RR the alarmists were on a high up to around 2005, the correlation between around 1980 and 1998 was almost linear, but then the temperature stopped rising. I believe most climate scientists who espouse alarmism really believe it they're not cynical. But when you "really" believe something, like our two guests here, there is a tendency to dismiss anything that disproves it and focus on the bit that does. That's what's happened here. What was needed for AR5 was that the, now broken, link between CO2 and temperature should be re-inforced, hence the statement that more than 50% of the warming in the late 20th century was caused by human emissions - bollocks of course, and you don't have to be a genius to see why. They have no idea what caused the other, shall we say, 49%? so how on Earth could they have attributed anything at all to CO2 without being able to explain where the other warming came from.

It did the trick, not many people are going to check this out so they kept CO2 as a demon until the next AR when they hope to have some real evidence they can present.

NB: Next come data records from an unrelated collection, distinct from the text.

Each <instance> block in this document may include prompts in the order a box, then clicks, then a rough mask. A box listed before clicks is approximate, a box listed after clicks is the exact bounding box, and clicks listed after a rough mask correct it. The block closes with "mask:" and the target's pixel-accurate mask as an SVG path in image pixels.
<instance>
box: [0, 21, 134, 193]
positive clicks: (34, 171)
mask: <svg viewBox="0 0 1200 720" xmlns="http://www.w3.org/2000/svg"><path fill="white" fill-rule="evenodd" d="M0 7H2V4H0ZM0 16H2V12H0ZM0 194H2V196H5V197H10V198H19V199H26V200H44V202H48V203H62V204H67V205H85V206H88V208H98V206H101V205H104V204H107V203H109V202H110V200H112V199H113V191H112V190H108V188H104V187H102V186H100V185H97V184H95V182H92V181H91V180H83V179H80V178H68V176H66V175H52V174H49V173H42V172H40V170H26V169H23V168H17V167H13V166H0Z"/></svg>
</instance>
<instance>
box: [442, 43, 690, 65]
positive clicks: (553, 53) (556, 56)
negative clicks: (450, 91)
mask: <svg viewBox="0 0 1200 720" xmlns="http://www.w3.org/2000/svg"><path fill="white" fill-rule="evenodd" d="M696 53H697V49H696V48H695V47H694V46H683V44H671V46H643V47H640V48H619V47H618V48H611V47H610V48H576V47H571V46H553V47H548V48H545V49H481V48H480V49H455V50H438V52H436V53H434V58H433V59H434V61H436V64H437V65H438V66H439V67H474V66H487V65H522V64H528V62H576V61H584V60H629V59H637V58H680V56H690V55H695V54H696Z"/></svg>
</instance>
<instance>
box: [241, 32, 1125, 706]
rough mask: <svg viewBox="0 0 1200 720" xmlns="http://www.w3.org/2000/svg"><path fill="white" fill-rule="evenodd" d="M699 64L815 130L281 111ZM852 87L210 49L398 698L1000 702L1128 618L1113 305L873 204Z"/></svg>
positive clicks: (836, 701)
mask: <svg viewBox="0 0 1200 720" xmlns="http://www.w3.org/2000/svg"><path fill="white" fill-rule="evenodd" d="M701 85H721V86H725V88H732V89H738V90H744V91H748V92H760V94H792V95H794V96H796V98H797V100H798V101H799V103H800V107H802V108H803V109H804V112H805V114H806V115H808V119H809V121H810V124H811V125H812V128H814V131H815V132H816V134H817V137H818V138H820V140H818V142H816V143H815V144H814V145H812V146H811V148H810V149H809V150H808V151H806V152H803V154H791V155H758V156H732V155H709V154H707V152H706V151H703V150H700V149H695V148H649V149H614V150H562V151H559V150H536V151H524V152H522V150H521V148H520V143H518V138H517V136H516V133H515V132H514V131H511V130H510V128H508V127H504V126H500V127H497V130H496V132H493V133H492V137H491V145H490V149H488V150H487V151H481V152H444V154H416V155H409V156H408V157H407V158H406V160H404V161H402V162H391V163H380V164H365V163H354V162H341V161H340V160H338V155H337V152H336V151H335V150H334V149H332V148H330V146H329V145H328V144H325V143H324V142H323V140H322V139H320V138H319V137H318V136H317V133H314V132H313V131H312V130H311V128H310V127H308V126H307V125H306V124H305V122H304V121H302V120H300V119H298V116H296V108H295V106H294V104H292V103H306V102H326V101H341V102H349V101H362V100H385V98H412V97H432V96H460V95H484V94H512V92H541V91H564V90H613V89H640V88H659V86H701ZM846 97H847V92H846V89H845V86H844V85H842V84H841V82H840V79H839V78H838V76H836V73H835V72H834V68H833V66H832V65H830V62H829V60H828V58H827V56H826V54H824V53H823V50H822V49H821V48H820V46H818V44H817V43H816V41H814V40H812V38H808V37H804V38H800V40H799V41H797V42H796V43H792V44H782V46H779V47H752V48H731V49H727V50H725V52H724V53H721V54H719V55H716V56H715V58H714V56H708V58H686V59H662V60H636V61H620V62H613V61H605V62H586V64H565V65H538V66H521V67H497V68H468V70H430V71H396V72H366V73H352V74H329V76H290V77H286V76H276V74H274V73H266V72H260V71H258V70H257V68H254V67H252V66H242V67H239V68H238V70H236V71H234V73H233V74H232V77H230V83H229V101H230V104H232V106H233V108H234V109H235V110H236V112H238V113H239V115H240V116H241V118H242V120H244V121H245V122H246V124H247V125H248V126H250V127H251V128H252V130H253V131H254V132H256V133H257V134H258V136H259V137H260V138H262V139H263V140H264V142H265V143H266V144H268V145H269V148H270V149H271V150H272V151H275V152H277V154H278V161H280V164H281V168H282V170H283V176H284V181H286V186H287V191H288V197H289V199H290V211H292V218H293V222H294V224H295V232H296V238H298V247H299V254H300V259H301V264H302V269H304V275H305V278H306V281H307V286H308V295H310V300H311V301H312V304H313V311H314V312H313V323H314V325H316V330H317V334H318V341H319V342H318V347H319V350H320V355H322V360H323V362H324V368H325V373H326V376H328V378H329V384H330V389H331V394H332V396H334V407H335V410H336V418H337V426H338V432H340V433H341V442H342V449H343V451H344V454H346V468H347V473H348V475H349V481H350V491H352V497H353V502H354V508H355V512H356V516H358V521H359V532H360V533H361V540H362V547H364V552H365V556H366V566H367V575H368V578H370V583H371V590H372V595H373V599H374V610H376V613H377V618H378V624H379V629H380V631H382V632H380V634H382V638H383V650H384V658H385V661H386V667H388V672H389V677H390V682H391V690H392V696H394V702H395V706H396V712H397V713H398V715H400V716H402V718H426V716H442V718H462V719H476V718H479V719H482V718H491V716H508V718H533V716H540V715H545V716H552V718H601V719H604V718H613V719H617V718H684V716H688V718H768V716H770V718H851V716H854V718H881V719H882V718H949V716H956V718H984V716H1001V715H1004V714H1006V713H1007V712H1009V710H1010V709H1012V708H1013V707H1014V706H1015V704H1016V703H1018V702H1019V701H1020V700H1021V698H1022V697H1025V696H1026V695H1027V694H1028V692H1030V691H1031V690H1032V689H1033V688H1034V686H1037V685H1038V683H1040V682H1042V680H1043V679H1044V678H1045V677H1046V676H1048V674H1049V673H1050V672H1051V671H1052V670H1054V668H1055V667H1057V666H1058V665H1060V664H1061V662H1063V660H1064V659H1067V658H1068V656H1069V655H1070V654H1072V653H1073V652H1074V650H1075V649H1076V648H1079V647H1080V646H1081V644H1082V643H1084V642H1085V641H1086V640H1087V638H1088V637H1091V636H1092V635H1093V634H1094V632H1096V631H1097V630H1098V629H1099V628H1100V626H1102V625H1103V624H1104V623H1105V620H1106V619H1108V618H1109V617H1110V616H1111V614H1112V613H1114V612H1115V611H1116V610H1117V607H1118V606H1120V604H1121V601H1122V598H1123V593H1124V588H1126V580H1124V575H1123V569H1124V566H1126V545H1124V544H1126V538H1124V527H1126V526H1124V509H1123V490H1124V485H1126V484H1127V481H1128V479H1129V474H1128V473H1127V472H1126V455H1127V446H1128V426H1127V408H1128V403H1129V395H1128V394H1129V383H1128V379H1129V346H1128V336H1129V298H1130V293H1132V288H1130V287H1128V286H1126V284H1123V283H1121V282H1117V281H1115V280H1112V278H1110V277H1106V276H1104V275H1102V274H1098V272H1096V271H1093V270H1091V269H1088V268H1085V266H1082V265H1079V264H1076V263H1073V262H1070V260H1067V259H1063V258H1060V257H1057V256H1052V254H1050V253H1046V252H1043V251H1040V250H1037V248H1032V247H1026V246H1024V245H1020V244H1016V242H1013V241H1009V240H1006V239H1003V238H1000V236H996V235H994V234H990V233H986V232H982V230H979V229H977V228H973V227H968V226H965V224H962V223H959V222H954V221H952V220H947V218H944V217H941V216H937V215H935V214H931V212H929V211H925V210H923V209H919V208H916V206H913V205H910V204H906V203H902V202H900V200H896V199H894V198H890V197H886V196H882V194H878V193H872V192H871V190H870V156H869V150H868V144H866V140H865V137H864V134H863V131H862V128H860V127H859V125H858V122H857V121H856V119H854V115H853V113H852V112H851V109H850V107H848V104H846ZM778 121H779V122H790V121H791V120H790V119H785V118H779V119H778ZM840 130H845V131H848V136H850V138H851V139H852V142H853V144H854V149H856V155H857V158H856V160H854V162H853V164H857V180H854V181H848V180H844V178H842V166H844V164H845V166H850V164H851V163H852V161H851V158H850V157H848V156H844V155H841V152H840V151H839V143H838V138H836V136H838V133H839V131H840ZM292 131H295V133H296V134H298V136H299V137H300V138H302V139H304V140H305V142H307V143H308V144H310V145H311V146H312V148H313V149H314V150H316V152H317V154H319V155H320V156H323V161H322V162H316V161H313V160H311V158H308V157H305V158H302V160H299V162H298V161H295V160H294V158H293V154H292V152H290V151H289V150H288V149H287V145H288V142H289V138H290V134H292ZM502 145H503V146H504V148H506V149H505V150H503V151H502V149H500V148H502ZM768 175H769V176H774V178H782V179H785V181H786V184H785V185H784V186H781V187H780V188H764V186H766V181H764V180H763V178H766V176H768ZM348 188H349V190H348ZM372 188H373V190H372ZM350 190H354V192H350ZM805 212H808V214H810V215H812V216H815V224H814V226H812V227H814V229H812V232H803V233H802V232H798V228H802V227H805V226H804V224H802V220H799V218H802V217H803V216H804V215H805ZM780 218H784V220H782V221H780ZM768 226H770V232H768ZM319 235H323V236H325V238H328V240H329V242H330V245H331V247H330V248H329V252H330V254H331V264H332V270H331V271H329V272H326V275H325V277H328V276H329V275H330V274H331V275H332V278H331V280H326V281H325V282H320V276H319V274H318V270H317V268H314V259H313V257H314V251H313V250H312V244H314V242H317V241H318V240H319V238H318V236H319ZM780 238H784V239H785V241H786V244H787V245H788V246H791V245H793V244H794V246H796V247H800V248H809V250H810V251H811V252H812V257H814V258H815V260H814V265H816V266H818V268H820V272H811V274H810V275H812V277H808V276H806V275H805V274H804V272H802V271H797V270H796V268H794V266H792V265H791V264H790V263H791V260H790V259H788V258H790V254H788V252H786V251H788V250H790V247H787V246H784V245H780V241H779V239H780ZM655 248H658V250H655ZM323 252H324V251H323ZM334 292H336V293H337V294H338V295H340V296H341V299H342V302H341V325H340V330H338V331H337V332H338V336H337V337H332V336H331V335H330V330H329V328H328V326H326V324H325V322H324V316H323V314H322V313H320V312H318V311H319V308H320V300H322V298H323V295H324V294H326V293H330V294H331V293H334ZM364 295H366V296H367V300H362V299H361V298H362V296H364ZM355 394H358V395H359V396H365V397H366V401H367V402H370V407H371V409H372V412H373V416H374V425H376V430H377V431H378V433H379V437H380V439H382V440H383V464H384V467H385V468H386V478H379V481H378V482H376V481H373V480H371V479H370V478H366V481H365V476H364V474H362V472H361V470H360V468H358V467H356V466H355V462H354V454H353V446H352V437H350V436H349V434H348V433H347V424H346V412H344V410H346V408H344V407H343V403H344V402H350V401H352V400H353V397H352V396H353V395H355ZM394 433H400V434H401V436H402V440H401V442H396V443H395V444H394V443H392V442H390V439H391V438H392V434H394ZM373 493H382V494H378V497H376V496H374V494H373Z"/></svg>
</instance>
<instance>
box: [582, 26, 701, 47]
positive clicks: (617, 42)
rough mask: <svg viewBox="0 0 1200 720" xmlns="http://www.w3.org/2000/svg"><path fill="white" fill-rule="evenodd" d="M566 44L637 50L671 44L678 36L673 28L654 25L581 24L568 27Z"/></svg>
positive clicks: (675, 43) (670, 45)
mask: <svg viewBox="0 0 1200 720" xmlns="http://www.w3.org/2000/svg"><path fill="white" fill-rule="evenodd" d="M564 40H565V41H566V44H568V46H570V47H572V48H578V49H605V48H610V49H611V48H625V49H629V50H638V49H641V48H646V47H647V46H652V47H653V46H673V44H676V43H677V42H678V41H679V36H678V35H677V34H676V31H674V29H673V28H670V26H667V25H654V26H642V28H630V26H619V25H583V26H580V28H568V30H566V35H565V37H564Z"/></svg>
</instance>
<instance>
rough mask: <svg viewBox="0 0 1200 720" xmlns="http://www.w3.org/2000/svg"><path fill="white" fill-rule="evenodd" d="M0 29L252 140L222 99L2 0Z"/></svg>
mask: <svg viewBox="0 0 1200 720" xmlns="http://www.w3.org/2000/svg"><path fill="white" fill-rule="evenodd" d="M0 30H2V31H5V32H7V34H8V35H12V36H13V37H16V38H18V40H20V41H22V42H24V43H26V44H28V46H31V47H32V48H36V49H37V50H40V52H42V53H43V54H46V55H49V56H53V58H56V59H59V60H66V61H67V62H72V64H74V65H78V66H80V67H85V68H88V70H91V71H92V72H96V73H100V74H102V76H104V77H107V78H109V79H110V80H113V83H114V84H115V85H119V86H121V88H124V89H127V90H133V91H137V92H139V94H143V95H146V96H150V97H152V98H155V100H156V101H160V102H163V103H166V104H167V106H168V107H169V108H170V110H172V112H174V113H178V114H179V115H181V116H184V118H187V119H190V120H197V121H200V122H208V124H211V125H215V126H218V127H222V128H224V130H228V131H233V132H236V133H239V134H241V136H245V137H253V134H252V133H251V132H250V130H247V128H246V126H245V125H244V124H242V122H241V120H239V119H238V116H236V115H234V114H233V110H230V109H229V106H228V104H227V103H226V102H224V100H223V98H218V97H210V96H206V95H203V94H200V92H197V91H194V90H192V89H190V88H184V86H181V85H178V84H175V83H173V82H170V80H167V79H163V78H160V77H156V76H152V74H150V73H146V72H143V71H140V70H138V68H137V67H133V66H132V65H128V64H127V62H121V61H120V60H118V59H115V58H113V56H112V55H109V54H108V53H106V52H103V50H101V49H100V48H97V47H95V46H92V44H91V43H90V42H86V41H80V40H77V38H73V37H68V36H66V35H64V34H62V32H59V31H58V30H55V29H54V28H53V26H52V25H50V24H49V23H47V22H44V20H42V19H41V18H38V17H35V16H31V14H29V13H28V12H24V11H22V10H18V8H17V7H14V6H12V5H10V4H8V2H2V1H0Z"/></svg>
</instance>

Jun 26, 2015 at 4:49 PM | Registered Commentergeronimo

Spectator: an excellent summation, and one that clarifies a lot about the principles behind the false science – i.e. there ain’t none!

What makes it even more poignant with the efforts being taken to “drastically and rapidly reduce CO2 emissions by pursuit of “renewable” sources of energy” is that none of them are working – indeed, it might be argued that most are actually increasing the output of CO2, at great cost to the environment, to wildlife and to humanity!

Geronimo, it is, as you intimate, a religion, to which many fervently cling, in the hope of a soon-to-occur rapture. I wonder what will happen should the temperatures irrefutably fall? What will be their belief should Scotland return to permafrost and glaciers, and their precious wind-idols freeze solid?

Jun 26, 2015 at 5:46 PM | Registered CommenterRadical Rodent

They believe in GHOSTS
"What do Entropic Man and Raff really believe ?" They believe in ghosts, cos they have seen them with their own eyes. and we would believe in them too if we were in their shoes...But we are not, we are stupid unbelievers.
- It's just the same with people who see visions of Mother Mary.. Their certainty goes beyond external evidence cos they have seen with their own eyes.
Similarly a lot of DramaGreen true believers have certainty way beyond the external evidence ..they JUST KNOW that man causes CO2, CO2 causes extra heat and heat will cause climate catastrophe FOR SURE.
..You can't really explain to true believers that these visions of ghosts come from within their own brain just like a dream and that the mechanism that tells them it's a dream was temporarily turned off.
Worse still is the more they think about it the more it gets burnt into the brain, They seek out other true believers ..and then it becomes clear to them that "everyone believes" ....and the bigger their frustration with non-believers.